実際の思考展開図では、この先にも枝が伸びます。例えば「部品の劣化を検知する」には、何を測るのか、どの程度の変化を異常と判断するのか、運転者へどのように知らせるのかという課題があります。「踏み間違いにくい配置にする」なら、ペダルの位置だけでなく、形、踏み込んだ感触、着座姿勢、運転者の体格や身体機能の違いも検討対象になります。

同じ言葉でも、どこまで掘り下げるかによって見える課題は変わります。「事故に巻き込まれない」を周辺監視だけで終わらせず、駐車中、交差点、車線変更時などの場面に分ければ、必要な検知範囲や警告方法の違いが分かります。最初の枝には書かれていなかった課題が、別の枝を伸ばす途中で見つかることもあります。

解決策を選び、設計へまとめる

枝を広げた後は、各課題に対する解決策を選びます。国土交通省が紹介する先進安全技術には、前方の障害物との衝突を予測して警告や制動を行う衝突被害軽減ブレーキ、車線から外れそうなときに知らせる車線逸脱警報、誤操作による急発進や急加速を抑える装置などがあります。これらは、思考展開図に書かれた要求機能を実現する具体的な仕組みの例です。

ただし、装置名を書けば枝が完成するわけではありません。ペダル踏み間違い時加速抑制装置であれば、障害物の有無、車両の速度、アクセルの踏み込み方などから誤操作の可能性を判断し、急加速を抑え、音や表示で運転者へ知らせます。その一方で、あらゆる条件で誤操作を防げるわけではありません。どのような状況まで検知できるのか、運転者が意図して強く加速した場合とどう区別するのかも考える必要があります。

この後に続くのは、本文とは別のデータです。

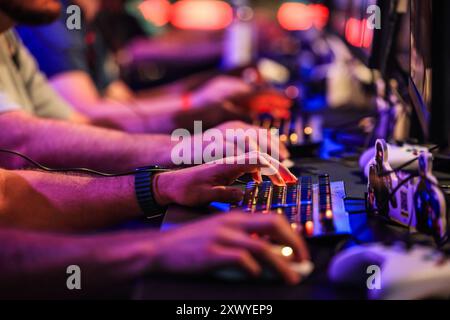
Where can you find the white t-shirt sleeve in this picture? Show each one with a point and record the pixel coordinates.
(7, 104)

事故前後の状況を記録する方法にも選択肢があります。事故情報計測・記録装置であるEDRは、事故直前の加速度、ステアリング操作、安全装置の作動状態などを記録します。車両の周辺映像を残すドライブレコーダーとは役割が異なります。「状況を記録する」という枝をさらに伸ばすと、何を、いつからいつまで、どの精度で残すのか、誰が利用できるのかといった新しい課題も生まれます。

選択したセンサー、警告装置、制御機能、操作系、記録装置は、最後に1台の車としてまとめなければなりません。同じセンサーを複数の機能で共有できれば、部品数を抑えられる可能性があります。一方、警告を増やしすぎれば、どの危険を知らせているのか分かりにくくなります。自動制御による介入を強めれば事故を避けられる場面が増えるかもしれませんが、運転者の意図と異なる動きをする可能性も検討しなければなりません。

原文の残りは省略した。